DFP Role: Grad Core Course Instructor, Grad Curriculum Coordinator
Professor, Computer Science

Joanna McGrenere is a Professor in the Department of Computer Science at the University of British Columbia (UBC) and is an Inria and Université de Paris Sud International Research Chair (France). Joanna received a PhD from the University of Toronto in 2002, an MSc from UBC in 1996, and a BSc from Western University in 1993, all in Computer Science. Her broad research area is Human Computer Interaction (HCI), with a specialization in interface personalization, universal usability, assistive technology, and computer supported cooperative work.

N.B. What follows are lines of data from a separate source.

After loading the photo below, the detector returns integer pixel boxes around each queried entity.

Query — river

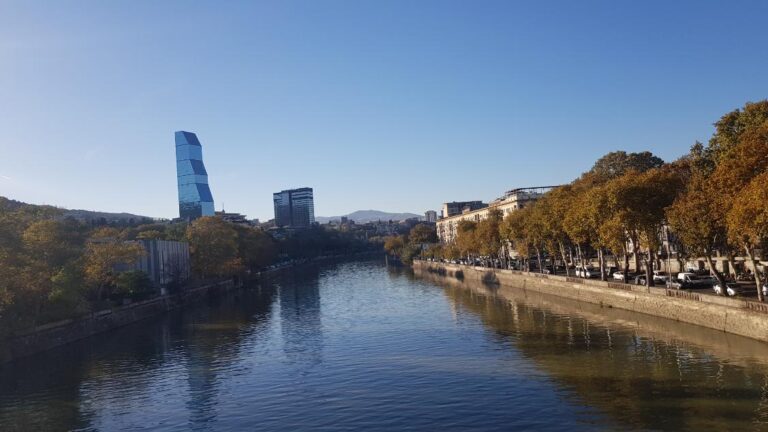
[0,261,768,431]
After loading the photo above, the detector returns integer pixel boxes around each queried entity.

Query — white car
[712,282,744,297]
[576,266,600,279]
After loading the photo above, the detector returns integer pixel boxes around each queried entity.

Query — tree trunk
[624,248,629,283]
[645,249,655,287]
[576,244,585,276]
[744,245,763,302]
[725,250,737,279]
[597,248,605,281]
[631,238,640,274]
[704,252,728,296]
[536,246,544,273]
[559,242,571,276]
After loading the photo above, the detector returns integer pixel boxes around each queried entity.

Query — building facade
[272,188,315,228]
[176,131,214,221]
[440,201,488,218]
[436,186,556,243]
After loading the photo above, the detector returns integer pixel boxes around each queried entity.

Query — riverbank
[0,279,240,364]
[413,260,768,342]
[0,251,382,364]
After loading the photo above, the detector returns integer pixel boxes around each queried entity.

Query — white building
[437,186,555,243]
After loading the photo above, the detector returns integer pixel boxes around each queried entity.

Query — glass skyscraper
[176,131,214,220]
[272,188,315,228]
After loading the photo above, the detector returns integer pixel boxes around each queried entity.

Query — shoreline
[0,251,383,365]
[413,260,768,342]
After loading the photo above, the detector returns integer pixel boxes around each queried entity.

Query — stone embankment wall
[0,279,235,364]
[413,261,768,342]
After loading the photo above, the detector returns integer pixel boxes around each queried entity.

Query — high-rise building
[176,131,214,220]
[272,188,315,228]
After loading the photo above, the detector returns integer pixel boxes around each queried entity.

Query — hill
[0,197,153,225]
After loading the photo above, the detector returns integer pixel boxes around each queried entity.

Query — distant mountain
[63,210,153,223]
[315,210,422,224]
[0,196,153,223]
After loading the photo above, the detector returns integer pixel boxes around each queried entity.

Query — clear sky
[0,0,768,220]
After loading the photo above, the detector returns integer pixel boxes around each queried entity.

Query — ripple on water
[0,262,768,431]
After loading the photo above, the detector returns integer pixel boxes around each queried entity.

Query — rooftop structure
[437,186,557,243]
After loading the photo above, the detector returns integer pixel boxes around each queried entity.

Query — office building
[176,131,214,221]
[272,188,315,228]
[443,201,488,218]
[437,186,557,243]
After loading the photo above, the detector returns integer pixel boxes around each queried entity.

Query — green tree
[233,225,277,271]
[727,172,768,301]
[187,216,242,278]
[666,171,727,286]
[84,228,145,301]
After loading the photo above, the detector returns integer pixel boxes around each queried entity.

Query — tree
[589,151,664,183]
[233,225,277,271]
[666,172,727,286]
[499,207,532,268]
[706,100,768,164]
[533,186,572,276]
[187,216,242,278]
[727,172,768,301]
[84,233,145,301]
[474,209,502,266]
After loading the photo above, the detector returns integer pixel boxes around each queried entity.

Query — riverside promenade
[413,260,768,342]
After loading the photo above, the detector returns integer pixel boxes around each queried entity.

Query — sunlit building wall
[176,131,214,220]
[272,188,315,228]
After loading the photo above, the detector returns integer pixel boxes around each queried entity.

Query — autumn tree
[666,172,727,286]
[533,185,572,276]
[84,228,145,301]
[474,209,503,266]
[232,224,277,271]
[727,172,768,301]
[589,151,664,183]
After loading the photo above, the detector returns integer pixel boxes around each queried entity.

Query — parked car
[677,272,717,288]
[576,265,600,279]
[653,270,669,283]
[712,282,744,297]
[613,271,637,281]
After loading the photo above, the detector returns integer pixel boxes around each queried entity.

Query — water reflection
[277,266,323,368]
[427,276,768,430]
[0,262,768,432]
[0,280,274,430]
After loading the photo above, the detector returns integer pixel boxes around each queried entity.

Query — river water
[0,261,768,431]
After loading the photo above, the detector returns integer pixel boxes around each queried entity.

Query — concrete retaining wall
[0,279,235,364]
[413,261,768,342]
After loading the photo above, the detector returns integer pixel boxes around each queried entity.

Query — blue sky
[0,0,768,220]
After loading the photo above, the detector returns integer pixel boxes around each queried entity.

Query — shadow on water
[421,274,768,430]
[0,278,275,430]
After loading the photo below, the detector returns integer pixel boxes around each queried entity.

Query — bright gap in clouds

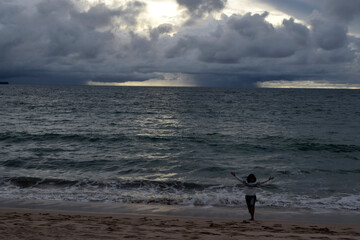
[257,81,360,89]
[87,73,197,87]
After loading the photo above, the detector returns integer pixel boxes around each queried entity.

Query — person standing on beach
[231,172,274,221]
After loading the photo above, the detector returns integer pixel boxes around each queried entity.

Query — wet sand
[0,208,360,240]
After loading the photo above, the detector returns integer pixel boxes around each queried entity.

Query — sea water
[0,85,360,213]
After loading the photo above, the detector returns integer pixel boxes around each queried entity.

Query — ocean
[0,85,360,213]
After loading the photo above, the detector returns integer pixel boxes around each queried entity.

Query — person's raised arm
[230,172,244,183]
[260,177,274,184]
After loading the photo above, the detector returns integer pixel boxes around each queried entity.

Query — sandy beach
[0,209,360,240]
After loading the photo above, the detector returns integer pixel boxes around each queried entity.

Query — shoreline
[0,199,360,225]
[0,208,360,240]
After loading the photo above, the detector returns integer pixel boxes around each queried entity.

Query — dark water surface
[0,86,360,211]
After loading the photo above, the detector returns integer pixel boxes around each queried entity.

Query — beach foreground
[0,209,360,240]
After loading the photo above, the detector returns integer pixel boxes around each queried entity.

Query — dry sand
[0,209,360,240]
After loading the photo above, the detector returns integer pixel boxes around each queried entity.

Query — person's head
[246,173,256,183]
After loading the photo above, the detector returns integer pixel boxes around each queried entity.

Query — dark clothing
[245,195,256,214]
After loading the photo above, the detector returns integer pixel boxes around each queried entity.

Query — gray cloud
[0,0,360,86]
[325,0,360,21]
[176,0,227,25]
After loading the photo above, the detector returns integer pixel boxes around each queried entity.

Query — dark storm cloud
[166,12,358,85]
[0,0,145,84]
[325,0,360,21]
[176,0,227,25]
[0,0,360,87]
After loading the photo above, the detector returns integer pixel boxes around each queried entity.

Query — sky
[0,0,360,89]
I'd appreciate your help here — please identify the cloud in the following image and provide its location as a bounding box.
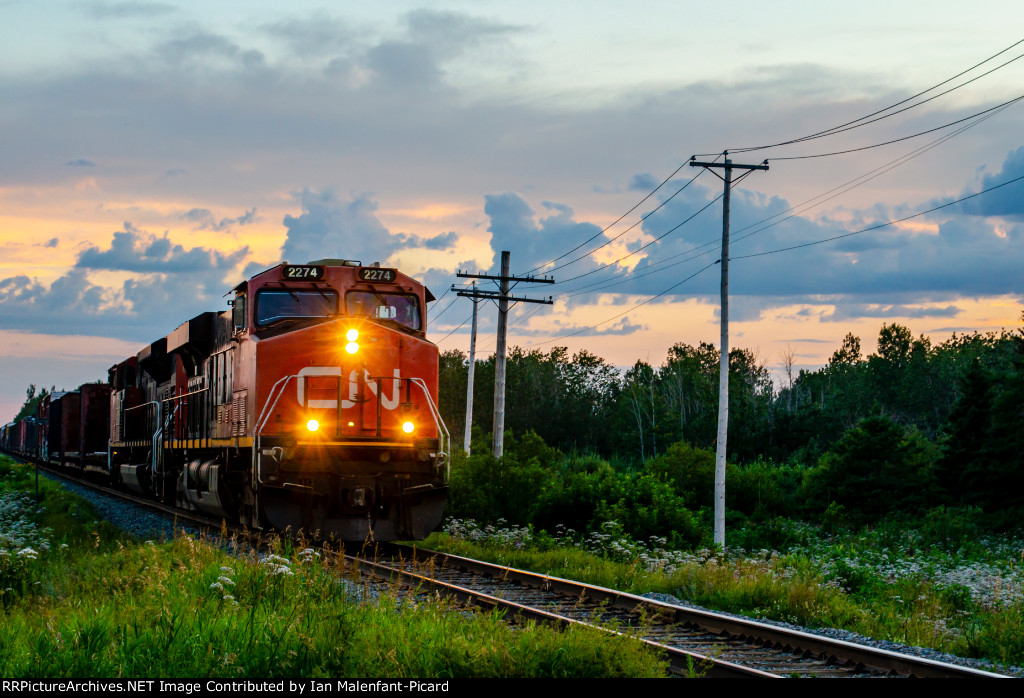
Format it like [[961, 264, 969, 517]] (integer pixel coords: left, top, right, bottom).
[[81, 2, 178, 19], [75, 222, 249, 274], [263, 10, 358, 56], [629, 172, 658, 191], [0, 223, 249, 341], [532, 317, 648, 337], [483, 192, 607, 274], [821, 303, 963, 322], [181, 207, 258, 231], [281, 189, 444, 264], [536, 148, 1024, 321], [961, 145, 1024, 220]]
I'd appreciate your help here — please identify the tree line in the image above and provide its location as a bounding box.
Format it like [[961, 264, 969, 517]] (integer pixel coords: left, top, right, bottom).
[[439, 317, 1024, 523]]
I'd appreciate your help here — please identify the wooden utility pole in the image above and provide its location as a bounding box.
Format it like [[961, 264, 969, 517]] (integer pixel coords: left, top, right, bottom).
[[690, 150, 768, 551], [452, 251, 555, 459], [463, 281, 477, 455]]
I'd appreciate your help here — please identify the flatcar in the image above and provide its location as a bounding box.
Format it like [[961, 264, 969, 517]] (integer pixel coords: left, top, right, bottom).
[[3, 259, 451, 540]]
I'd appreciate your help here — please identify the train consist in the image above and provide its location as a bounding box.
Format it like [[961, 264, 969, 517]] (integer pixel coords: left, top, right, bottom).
[[0, 259, 450, 540]]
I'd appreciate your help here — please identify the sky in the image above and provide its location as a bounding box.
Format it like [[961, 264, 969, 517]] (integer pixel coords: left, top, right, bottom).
[[0, 0, 1024, 422]]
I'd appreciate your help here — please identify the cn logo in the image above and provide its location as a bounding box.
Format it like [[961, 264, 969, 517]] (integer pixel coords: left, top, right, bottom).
[[297, 366, 401, 409]]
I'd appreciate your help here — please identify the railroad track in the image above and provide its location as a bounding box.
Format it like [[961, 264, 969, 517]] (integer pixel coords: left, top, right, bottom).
[[357, 546, 1002, 678], [18, 454, 1004, 679]]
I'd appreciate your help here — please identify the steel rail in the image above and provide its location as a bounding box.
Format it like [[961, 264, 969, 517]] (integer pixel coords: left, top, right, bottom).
[[395, 546, 1007, 679], [345, 556, 779, 679], [14, 456, 1008, 679]]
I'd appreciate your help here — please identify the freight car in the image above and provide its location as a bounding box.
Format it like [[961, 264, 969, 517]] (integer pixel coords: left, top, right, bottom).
[[2, 259, 450, 540]]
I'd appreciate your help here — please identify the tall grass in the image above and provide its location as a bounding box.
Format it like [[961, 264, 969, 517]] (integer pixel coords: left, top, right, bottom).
[[424, 513, 1024, 664], [0, 454, 667, 678]]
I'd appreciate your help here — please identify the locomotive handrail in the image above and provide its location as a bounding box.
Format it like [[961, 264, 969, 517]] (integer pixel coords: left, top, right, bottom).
[[152, 402, 181, 475], [161, 386, 210, 402], [409, 378, 452, 482], [253, 375, 299, 485], [125, 400, 160, 412], [119, 400, 162, 446]]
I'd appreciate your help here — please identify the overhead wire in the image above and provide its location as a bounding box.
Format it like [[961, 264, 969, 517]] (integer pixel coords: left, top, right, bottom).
[[730, 170, 1024, 260], [770, 94, 1024, 163], [698, 39, 1024, 156], [526, 162, 686, 273]]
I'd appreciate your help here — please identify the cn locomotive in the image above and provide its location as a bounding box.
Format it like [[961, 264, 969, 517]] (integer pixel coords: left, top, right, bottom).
[[2, 259, 451, 540]]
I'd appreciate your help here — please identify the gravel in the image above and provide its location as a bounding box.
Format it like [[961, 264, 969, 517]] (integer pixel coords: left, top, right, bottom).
[[40, 472, 200, 540], [642, 593, 1024, 678], [47, 476, 1024, 678]]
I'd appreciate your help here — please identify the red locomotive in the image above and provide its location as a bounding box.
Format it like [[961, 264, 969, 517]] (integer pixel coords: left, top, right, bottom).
[[4, 259, 450, 540]]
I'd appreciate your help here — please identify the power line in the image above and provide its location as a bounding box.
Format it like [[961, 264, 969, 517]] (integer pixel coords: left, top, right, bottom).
[[771, 94, 1024, 162], [526, 260, 718, 347], [733, 175, 1024, 259], [546, 170, 703, 273], [434, 313, 473, 344], [526, 163, 686, 274], [556, 194, 722, 285], [698, 39, 1024, 157], [736, 97, 1012, 242], [536, 94, 1012, 298], [427, 292, 459, 328]]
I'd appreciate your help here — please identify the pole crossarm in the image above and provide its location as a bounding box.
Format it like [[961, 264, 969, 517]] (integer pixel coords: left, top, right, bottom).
[[453, 289, 554, 305], [456, 271, 555, 283], [690, 160, 768, 170]]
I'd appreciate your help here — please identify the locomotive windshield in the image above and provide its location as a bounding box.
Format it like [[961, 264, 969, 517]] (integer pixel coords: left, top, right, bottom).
[[345, 291, 421, 330], [256, 289, 338, 325]]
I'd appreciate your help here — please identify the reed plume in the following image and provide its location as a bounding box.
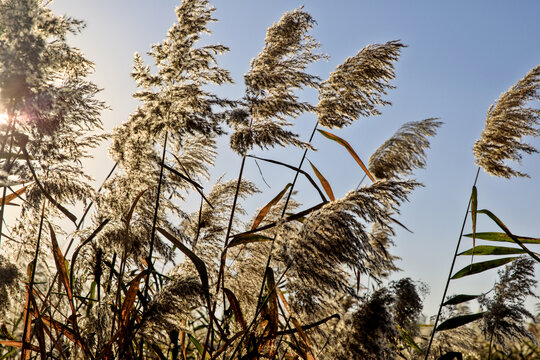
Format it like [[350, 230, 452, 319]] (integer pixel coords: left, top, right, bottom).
[[473, 65, 540, 179], [369, 118, 442, 179], [316, 40, 405, 128]]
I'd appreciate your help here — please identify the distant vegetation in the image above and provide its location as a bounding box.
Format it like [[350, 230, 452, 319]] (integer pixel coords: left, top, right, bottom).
[[0, 0, 540, 359]]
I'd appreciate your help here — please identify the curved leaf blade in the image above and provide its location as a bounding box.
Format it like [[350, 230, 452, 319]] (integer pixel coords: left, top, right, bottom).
[[435, 312, 484, 331], [471, 186, 478, 264], [317, 129, 375, 182], [478, 209, 540, 262], [308, 160, 336, 201], [251, 183, 292, 230], [157, 227, 210, 305], [223, 288, 247, 331], [451, 257, 517, 280], [463, 232, 540, 244], [0, 185, 30, 205], [443, 294, 480, 306], [227, 234, 273, 248], [458, 245, 526, 255]]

She often serves on program committees for the top conferences in HCI, including serving as the Papers Co-Chair for CHI in 2015. She is the Program Co-Chair for ASSETS 2018 and will be the overall Technical Program Co-Chair for CHI 2020. She is a member of the editorial board for ACM Transactions on Computer-Human-Interaction (ToCHI) and ACM Transactions on Accessible Computing (TACCESS). Joanna is an elected Member of the College of New Scholars in the Royal Society of Canada (2017), won a Killam Research Award (2015), a Microsoft Research Software Engineering Innovation Foundation award (2013), a Killam award for Excellence in Mentoring (2012), an Outstanding Young Computer Science Research Award from the Canadian Association of Computer Science (2011), was appointed as a Peter Wall Institute for Advanced Studies Early Career Scholar (2010), and was the first recipient of the Anita Borg Early Career Scholar Award (2004). Joanna has been an IBM Visiting Scientist and her work has been supported by Autodesk, Mozilla, Microsoft, Google and Nokia.

Joanna recently served as an Associate Head in CS at UBC (2013-15) and lead the HCI@UBC initiative: an interdisciplinary meeting for scholars working in the area of Human-Computer Interaction at UBC (2013-15), which is now being re-branded as the Designing for People (DFP) initiative. DFP has been recognized as a top emerging cluster at UBC.

Visit eDAPT Group

Hoarding Minimalism
We studied how people decide what data to keep or discard and found that their behaviours are nuanced and context-dependent, falling on a spectrum between hoarding (keeping all or most of data) and minimalism (keeping as little as possible).

Vitale, F., Janzen, I., and McGrenere J.ACM CHI 2018, "Hoarding and Minimalism: Tendencies in Digital Data Preservation"


Research Interests

Joanna specializes in Human-Computer Interaction research, with a focus on designing personalized user interfaces, computer supported cooperative work, as well as on developing interactive systems for diverse user populations, including older adults and people with impairments.